春帰(杜甫)
春歸
春帰
春帰
- 〔テキスト〕 『唐詩選』巻四、『全唐詩』巻二百二十八、『宋本杜工部集』巻十一、『九家集注杜詩』巻二十一(『杜詩引得』第二冊)、『杜陵詩史』巻二十(『杜詩又叢』所収)、『分門集注杜工部詩』巻二(『四部叢刊 初編集部』所収)、『草堂詩箋』巻二十二(『古逸叢書』所収)、『銭注杜詩』巻十三、『杜詩詳注』巻十三、『読杜心解』巻五之二、『杜詩鏡銓』巻十一、『唐詩品彙』巻七十五、『唐詩別裁集』巻十七、他
- 五言排律。花・華・沙・斜・涯・家(平声麻韻)。
- ウィキソース「全唐詩/卷228」「分門集註杜工部詩 (四部叢刊本)/卷第二」参照。
- 春帰 … 春に帰る。
- この詩は、広徳二年(764)三月、厳武が成都尹兼剣南東西川節度使に再任されたことを聞き、成都の浣花草堂に立ち帰ったときに作ったもの。

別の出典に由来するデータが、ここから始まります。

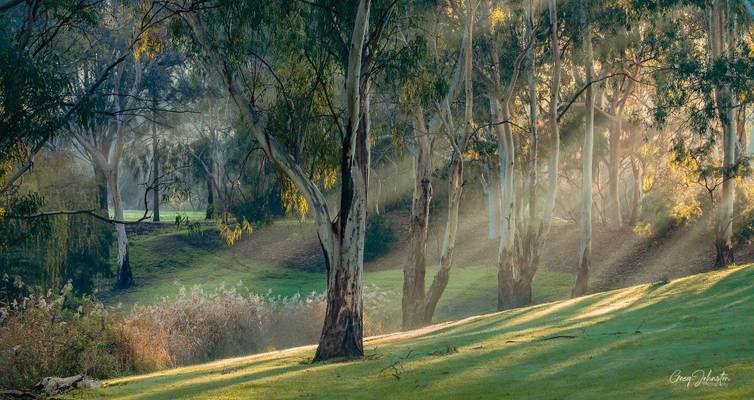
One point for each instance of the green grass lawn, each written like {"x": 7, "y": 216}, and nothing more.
{"x": 165, "y": 261}
{"x": 166, "y": 216}
{"x": 627, "y": 343}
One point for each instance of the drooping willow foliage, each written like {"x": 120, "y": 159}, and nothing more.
{"x": 41, "y": 253}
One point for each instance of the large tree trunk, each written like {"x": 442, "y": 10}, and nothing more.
{"x": 343, "y": 328}
{"x": 506, "y": 274}
{"x": 440, "y": 281}
{"x": 155, "y": 168}
{"x": 585, "y": 243}
{"x": 124, "y": 278}
{"x": 342, "y": 333}
{"x": 342, "y": 239}
{"x": 414, "y": 270}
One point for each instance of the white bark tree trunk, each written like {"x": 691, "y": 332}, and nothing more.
{"x": 585, "y": 243}
{"x": 342, "y": 241}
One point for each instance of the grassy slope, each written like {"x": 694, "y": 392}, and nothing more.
{"x": 167, "y": 216}
{"x": 624, "y": 341}
{"x": 163, "y": 262}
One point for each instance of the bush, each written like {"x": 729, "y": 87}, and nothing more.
{"x": 58, "y": 335}
{"x": 63, "y": 335}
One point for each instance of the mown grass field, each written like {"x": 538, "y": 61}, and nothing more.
{"x": 639, "y": 342}
{"x": 166, "y": 216}
{"x": 167, "y": 260}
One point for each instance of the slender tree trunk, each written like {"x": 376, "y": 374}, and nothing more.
{"x": 414, "y": 270}
{"x": 155, "y": 168}
{"x": 489, "y": 188}
{"x": 210, "y": 214}
{"x": 615, "y": 220}
{"x": 585, "y": 244}
{"x": 554, "y": 161}
{"x": 124, "y": 278}
{"x": 100, "y": 178}
{"x": 440, "y": 281}
{"x": 727, "y": 112}
{"x": 506, "y": 274}
{"x": 637, "y": 189}
{"x": 418, "y": 307}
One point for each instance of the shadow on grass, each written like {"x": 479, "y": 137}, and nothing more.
{"x": 615, "y": 342}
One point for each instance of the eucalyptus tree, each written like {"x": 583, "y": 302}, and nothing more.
{"x": 587, "y": 149}
{"x": 707, "y": 83}
{"x": 341, "y": 42}
{"x": 44, "y": 42}
{"x": 429, "y": 89}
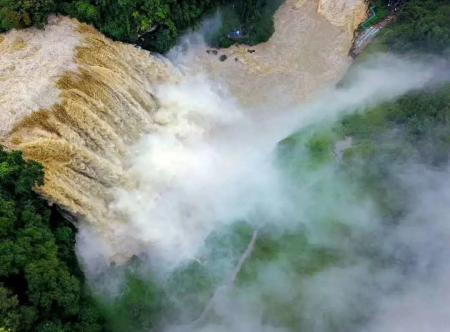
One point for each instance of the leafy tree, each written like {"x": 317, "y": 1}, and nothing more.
{"x": 41, "y": 287}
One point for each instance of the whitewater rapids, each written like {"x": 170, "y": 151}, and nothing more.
{"x": 79, "y": 103}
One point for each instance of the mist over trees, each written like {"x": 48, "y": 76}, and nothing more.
{"x": 154, "y": 24}
{"x": 41, "y": 285}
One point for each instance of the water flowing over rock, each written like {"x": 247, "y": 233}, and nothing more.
{"x": 76, "y": 101}
{"x": 72, "y": 100}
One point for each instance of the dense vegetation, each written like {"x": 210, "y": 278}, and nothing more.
{"x": 41, "y": 285}
{"x": 153, "y": 24}
{"x": 422, "y": 26}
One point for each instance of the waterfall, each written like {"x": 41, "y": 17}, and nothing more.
{"x": 78, "y": 102}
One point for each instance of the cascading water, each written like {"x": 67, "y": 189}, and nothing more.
{"x": 90, "y": 99}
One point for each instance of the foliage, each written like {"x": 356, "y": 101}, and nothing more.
{"x": 41, "y": 287}
{"x": 422, "y": 25}
{"x": 24, "y": 13}
{"x": 253, "y": 18}
{"x": 153, "y": 24}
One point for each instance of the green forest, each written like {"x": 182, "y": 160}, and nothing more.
{"x": 153, "y": 24}
{"x": 42, "y": 287}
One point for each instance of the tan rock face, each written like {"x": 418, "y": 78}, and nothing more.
{"x": 77, "y": 102}
{"x": 73, "y": 100}
{"x": 343, "y": 13}
{"x": 307, "y": 52}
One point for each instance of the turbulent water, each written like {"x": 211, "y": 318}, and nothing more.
{"x": 77, "y": 102}
{"x": 181, "y": 162}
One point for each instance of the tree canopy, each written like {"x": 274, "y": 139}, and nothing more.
{"x": 41, "y": 286}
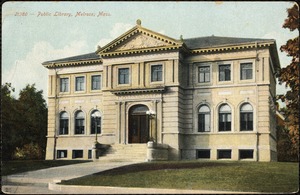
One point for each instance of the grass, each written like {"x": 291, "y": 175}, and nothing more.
{"x": 202, "y": 175}
{"x": 19, "y": 166}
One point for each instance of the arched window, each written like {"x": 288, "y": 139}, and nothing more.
{"x": 246, "y": 117}
{"x": 95, "y": 122}
{"x": 79, "y": 122}
{"x": 224, "y": 118}
{"x": 63, "y": 123}
{"x": 204, "y": 119}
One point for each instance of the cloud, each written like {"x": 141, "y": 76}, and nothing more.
{"x": 117, "y": 30}
{"x": 281, "y": 38}
{"x": 30, "y": 69}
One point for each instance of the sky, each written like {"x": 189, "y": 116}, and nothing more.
{"x": 34, "y": 32}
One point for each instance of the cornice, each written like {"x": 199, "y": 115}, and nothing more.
{"x": 231, "y": 47}
{"x": 106, "y": 50}
{"x": 138, "y": 91}
{"x": 73, "y": 63}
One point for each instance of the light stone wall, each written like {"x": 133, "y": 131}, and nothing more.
{"x": 256, "y": 91}
{"x": 176, "y": 108}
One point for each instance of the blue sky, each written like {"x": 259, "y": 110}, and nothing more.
{"x": 32, "y": 34}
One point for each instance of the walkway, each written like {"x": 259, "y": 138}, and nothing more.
{"x": 44, "y": 182}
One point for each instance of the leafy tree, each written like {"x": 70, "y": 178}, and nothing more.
{"x": 290, "y": 76}
{"x": 32, "y": 112}
{"x": 9, "y": 135}
{"x": 23, "y": 123}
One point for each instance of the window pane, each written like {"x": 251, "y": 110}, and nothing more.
{"x": 124, "y": 76}
{"x": 246, "y": 71}
{"x": 96, "y": 82}
{"x": 79, "y": 84}
{"x": 96, "y": 122}
{"x": 203, "y": 154}
{"x": 207, "y": 122}
{"x": 201, "y": 122}
{"x": 64, "y": 85}
{"x": 204, "y": 74}
{"x": 246, "y": 154}
{"x": 156, "y": 73}
{"x": 224, "y": 73}
{"x": 79, "y": 122}
{"x": 225, "y": 109}
{"x": 63, "y": 126}
{"x": 224, "y": 154}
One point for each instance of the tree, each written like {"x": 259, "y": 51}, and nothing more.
{"x": 23, "y": 123}
{"x": 32, "y": 112}
{"x": 9, "y": 135}
{"x": 290, "y": 76}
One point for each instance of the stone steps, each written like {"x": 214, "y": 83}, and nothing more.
{"x": 128, "y": 152}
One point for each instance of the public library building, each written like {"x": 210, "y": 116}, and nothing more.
{"x": 153, "y": 97}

- 杜甫 … 712~770。盛唐の詩人。襄陽(湖北省)の人。字は子美。祖父は初唐の詩人、杜審言。若い頃、科挙を受験したが及第できず、各地を放浪して李白らと親交を結んだ。安史の乱では賊軍に捕らえられたが、やがて脱出し、新帝粛宗のもとで左拾遺に任じられた。その翌年左遷されたため官を捨てた。四十八歳の時、成都(四川省成都市)の近くの浣花渓に草堂を建てて四年ほど過ごしたが、再び各地を転々とし一生を終えた。中国最高の詩人として「詩聖」と呼ばれ、李白とともに「李杜」と並称される。『杜工部集』がある。ウィキペディア【杜甫】参照。
苔徑臨江竹
苔径 江に臨む竹
- 苔径 … 苔が一面に生えている小道。径は、小道。
- 徑 … 『宋本』『九家集注本』『杜陵詩史』『分門集注本』『草堂詩箋』『銭注本』『心解本』では「逕」に作る。同義。
- 臨江竹 … 川に臨んで生えている竹。
茅簷覆地花
茅簷 地を覆う花
- 茅簷 … かやぶきの軒。浣花草堂を指す。陶淵明の「飲酒二十首 其の九」に「繿縷茅簷の下、未だ高棲と為すに足らず」(繿縷茅簷下、未足爲高棲)とある。繿縷は、ぼろを着ること。高棲は、高尚な生活。ウィキソース「飲酒二十首」参照。
- 覆地花 … 地面を覆うように花が咲いている。
別來頻甲子
別れて来頻りに甲子
- 別来 … この草堂と別れてから。
- 来 … 「このかた」と読む。ある時点からのち、今まで。
- 頻甲子 … 季節が次々と過ぎ去った。随分と歳月が過ぎ去った。
- 頻 … 続けて繰り返される様子。たびたび。しばしば。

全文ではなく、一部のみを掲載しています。